Finally, she sat there looking as she had before.

She drew a long breath. “Thank you,” she said. And in her voice I could tell that she knew exactly what had happened.

“Where is my son?” she asked wearily.

“We have him tied up. He used a befuddlement hex on you. And he tried to kill me.”

She nodded slowly and rose from her bed. “It’s entirely my fault,” she said. “How did you manage the potion?”

“Seamus got the Breath of a Dominici. The rest of the ingredients were here.”

“But surely the garm and jabbit?” she began.

Delph answered. “Vega Jane got those all right. They were no match for her, even when Archie let them loose on her.”

“Archie let them loose?” she exclaimed. But then her expression calmed. “Of course. He would have been jealous. And confused. And angry.”

I said, “I had to kill the garm. It was going to kill Harry Two. So I killed it. And I had no problem doing so,” I added firmly.

Astrea looked at me pointedly. “I see, Vega. I see.”

And I could tell that she really did see.

She patted my arm. “In bad times, wisdom is so often born, Vega. Now I need to go and see Archie.”


The door opened a bit later and Astrea appeared. When I saw an unbound Archie behind her, I leapt off the bed and pulled my wand.

“There is no need, Vega,” she said, her voice strong and firm.

I looked at Archie. His features were docile, ambivalent even.

“What happened to him?” I asked.

She drew close to me. “The Subservio spell.
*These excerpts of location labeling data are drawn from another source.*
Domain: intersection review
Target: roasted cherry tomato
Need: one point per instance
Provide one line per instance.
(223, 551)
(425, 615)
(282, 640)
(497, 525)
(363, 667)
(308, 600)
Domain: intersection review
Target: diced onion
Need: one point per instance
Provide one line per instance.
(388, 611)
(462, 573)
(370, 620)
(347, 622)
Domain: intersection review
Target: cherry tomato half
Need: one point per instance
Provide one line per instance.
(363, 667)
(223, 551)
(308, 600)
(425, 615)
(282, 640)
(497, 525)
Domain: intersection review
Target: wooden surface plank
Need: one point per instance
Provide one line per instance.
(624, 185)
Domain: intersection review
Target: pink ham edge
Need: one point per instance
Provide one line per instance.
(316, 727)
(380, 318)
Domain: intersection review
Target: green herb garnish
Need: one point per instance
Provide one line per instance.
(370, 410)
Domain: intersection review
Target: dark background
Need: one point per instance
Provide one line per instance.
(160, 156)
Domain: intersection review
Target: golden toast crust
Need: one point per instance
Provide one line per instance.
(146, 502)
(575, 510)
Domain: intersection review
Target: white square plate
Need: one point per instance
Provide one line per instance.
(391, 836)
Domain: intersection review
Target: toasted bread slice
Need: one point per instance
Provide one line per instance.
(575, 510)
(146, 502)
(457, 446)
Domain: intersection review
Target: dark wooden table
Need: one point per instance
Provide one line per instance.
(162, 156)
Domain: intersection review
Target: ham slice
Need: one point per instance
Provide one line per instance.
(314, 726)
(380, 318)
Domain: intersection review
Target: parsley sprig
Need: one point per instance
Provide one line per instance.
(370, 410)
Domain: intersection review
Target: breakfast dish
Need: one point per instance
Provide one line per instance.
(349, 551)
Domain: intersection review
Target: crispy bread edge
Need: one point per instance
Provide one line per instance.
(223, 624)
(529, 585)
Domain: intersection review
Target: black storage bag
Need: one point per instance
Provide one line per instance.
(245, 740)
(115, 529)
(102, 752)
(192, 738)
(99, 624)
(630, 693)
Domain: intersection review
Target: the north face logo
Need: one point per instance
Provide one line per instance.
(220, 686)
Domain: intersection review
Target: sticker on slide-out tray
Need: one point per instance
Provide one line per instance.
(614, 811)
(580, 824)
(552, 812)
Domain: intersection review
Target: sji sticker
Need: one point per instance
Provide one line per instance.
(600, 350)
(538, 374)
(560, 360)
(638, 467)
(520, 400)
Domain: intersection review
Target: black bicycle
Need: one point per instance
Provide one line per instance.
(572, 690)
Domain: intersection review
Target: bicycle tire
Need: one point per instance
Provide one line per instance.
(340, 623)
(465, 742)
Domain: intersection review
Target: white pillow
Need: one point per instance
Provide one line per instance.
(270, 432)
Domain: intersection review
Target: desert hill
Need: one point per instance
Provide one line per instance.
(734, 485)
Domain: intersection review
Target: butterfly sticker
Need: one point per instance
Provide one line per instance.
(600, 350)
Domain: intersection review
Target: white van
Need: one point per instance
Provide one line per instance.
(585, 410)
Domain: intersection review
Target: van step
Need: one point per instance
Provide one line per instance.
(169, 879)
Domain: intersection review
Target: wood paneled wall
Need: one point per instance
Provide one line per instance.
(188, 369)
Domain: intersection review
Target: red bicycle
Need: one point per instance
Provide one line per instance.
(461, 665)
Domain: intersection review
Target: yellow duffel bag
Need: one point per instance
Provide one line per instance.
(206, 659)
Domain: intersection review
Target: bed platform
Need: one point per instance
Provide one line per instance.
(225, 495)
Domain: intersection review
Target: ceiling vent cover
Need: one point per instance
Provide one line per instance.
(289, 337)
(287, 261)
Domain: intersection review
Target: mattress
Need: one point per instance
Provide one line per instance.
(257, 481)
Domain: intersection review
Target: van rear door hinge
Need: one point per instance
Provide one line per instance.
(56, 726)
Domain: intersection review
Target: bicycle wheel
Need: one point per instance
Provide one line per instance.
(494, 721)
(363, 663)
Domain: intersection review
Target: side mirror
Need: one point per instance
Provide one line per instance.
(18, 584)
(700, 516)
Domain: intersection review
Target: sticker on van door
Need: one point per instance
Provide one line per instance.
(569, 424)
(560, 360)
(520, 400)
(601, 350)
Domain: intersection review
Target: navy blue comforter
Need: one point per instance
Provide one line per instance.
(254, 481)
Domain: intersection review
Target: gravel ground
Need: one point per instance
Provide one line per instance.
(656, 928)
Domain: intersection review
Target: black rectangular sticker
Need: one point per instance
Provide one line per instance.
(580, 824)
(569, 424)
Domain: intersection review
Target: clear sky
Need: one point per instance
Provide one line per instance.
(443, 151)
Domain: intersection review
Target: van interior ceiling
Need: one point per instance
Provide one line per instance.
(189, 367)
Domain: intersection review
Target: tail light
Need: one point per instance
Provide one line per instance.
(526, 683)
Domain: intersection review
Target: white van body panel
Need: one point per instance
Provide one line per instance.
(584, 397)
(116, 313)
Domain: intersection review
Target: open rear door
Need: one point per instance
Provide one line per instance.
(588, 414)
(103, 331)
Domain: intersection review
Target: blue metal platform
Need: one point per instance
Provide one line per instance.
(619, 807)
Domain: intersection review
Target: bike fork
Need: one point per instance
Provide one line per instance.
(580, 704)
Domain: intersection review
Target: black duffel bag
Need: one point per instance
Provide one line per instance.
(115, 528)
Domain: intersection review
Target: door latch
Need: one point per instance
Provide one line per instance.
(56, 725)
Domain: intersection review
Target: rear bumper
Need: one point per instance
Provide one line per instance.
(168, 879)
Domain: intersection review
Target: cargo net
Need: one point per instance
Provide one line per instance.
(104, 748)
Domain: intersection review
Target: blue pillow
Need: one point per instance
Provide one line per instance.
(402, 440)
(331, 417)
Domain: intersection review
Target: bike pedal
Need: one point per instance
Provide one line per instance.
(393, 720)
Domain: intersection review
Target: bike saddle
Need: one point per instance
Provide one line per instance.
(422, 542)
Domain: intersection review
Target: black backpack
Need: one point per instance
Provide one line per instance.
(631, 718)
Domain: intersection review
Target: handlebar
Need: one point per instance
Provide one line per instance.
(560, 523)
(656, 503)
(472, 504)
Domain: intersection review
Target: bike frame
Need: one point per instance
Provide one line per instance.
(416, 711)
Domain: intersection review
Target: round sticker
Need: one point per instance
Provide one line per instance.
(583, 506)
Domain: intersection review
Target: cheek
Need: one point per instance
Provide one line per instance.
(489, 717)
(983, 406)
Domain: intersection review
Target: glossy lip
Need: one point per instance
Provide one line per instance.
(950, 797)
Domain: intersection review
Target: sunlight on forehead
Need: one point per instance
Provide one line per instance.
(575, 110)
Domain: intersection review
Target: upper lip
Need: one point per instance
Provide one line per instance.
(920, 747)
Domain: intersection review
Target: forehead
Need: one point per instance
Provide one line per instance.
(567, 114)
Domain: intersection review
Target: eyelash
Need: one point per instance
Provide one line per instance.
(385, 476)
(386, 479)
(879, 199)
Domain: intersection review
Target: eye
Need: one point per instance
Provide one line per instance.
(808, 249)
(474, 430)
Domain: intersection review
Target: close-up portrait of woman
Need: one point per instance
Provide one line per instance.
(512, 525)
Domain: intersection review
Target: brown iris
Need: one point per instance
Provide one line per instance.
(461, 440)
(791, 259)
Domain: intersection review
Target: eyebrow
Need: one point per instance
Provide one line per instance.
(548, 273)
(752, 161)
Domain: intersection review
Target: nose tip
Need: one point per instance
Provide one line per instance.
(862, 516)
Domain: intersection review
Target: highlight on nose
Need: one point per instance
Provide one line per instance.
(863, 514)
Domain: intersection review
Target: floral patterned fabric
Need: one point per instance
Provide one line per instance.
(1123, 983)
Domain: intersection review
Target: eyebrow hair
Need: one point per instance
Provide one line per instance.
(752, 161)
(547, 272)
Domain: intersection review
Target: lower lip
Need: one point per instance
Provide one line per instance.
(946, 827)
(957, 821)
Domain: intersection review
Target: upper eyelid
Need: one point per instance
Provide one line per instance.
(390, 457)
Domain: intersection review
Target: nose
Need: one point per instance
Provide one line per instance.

He is quite harmless now. But I did speak with him before I did the incantation. I tried to make him see my side of things. But I’m not sure we’re there yet.”

“About the Fifth Circle,” I began. “Since Archie placed a befuddlement hex on you, you didn’t tell us all you knew of it.”

“Oh, but I did tell you everything I know of it. Not even my Seer-See will allow me to glimpse the Fifth Circle.“

“Blimey,” muttered Delph.

“Now it is time for you to be on your way,” she said.

“On our way... where?” I asked warily.

“To cross the Five Circles of course,” she said.

“What, now? Right now?” exclaimed Delph.

“But you need to know that escaping from here will come with a price.”

I shook my head. “A price?”

“To put it simply, escaping the Quag means imprisonment forever.”

I shot Delph a glance just at the same moment he looked at me.

I turned back to Astrea in time to see her wave her wand.

“Good luck,” she said.

I felt my eyes roll back in my head.

And then everything went black.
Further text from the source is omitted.